First off, let's get this straight, this is NOT a fair comparison and it is not meant to be. There are countless subjective speakers reviews out there and this is not one of them :unbelievable:; the purpose of this post is to show how much difference there can be between a typical enthusiast speaker compared to a typical HTiB speaker. No subjective ears or opinions (other than my own :bigsmile:, and my wife's :shhh, just the physical and hopefully my own objective opinion (yeah right :whistling but, I'll do my best. When I started this thread I figured to let the pictures speak for themselves,... then I decided a little info may be more helpful so,......here goes.

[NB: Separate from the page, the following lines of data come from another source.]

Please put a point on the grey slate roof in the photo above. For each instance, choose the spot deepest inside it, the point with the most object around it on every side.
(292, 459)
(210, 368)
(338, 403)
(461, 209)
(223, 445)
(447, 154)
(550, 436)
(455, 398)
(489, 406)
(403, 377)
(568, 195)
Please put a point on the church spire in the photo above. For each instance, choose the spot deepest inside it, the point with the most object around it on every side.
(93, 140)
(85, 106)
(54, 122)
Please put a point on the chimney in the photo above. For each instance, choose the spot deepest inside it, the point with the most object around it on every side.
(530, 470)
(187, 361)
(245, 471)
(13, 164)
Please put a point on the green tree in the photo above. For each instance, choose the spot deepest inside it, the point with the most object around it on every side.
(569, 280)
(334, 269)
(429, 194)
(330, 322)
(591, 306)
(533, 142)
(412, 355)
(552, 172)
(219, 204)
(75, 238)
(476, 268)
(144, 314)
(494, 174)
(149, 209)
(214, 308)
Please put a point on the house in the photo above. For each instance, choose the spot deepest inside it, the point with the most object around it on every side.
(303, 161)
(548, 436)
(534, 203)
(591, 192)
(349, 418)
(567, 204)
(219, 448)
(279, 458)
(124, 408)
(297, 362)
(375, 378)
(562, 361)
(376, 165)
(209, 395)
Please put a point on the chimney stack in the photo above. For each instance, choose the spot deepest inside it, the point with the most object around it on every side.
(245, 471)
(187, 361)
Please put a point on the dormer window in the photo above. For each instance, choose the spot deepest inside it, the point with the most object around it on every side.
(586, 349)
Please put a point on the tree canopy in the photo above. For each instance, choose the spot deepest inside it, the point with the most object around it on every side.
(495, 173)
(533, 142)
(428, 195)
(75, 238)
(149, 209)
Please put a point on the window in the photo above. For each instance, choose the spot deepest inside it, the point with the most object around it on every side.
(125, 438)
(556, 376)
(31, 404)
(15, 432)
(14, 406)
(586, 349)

RBH Sound is not a well know brand,... they have been in business about 30 years now and have been an OEM for some of the biggest names in the audio industry. RBH has built for, and/or provided engineering and speaker design consulting for McIntosh, Fosgate Audionics, Parasound and JBL to name a few (yup, those guys,.. not a misprint :yes. They have an excellent reputation as those in the know, know :R. And are one of the few and oldest companies that are still run by the founder who in this case is Roger B. Hassing. RBH employs a team of highly skilled technicians whose only job is to build Signature Series products. Each product is hand-assembled from start to finish by a single technician in RBH’s Layton, Utah. facility, and not on a foreign assembly line. Upon completion, each speaker is thoroughly hand-tested for all aspects of performance; ensuring all Signature Series products are built to the highest possible standards in the USA. 

This statement is not meant to be an advertisement for RBH as I'd bet Monitor Audio, PSB, Totem Acoustic, Triad and many other mid - high end speaker manufacturers' procedures are similar.

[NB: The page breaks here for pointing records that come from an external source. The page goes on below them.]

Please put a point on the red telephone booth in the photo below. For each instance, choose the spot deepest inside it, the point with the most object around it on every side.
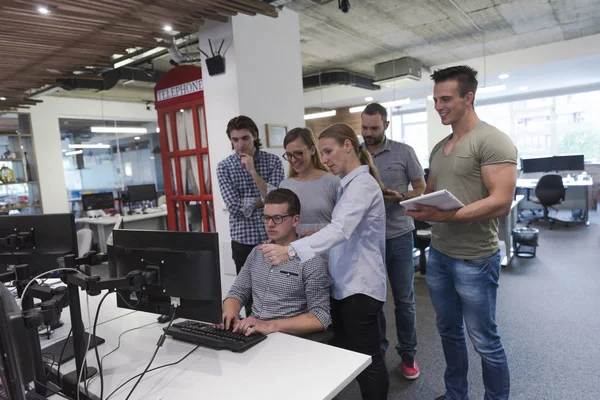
(184, 150)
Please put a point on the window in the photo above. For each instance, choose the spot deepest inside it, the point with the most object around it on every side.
(411, 128)
(97, 162)
(557, 125)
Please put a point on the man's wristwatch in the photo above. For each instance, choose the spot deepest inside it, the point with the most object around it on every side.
(291, 252)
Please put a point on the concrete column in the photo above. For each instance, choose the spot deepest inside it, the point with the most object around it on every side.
(263, 80)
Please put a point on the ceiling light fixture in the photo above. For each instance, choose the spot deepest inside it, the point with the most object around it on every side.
(491, 89)
(320, 115)
(395, 103)
(89, 146)
(115, 129)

Kenwood,... well what can I say? They are a very well known consumer brand with a long and storied history. These particular speakers came packaged in one of the best all around Home Theater in a Box systems ever produced (The Kenwood HTB-504 system) by a mass market manufacturer and I assume were produced on a large scale mass market assembly line. 

Basic specifications for the two speakers are:

................................. *RBH Sound 661-SE* .................................... *Kenwood KS-505HT* 
................................. (typical enthusiast speaker) ......................... (typical HTiB speaker)

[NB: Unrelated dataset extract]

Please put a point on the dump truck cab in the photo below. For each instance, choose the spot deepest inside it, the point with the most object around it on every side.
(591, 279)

Enclosure: ................... Bass Reflex, 3/4" MDF .................................. Acoustic Suspension, 1/2" particle board
Nominal Impedance ....... 4 ohms ..................................................... 8 ohms
Binding Posts ............... 5 way gold plated posts ............................... Spring Clips
Max Power .................. 200 Watts ................................................. 100 Watts
Sensitivity .................. 90db 2.83V/1M ........................................... 88 db 1W/M
Frequency Response ..... 45 Hz - 20 kHz +-3db .................................. 80 Hz - 20 kHz +-?db
Crossover Frequency ..... 2700 Hz ................................................... 10,000 Hz
Weight ....................... 37 lbs ....................................................... 8 lbs

Please excuse my photography skills, or lack there of :bigsmile: and click on any image for a larger picture.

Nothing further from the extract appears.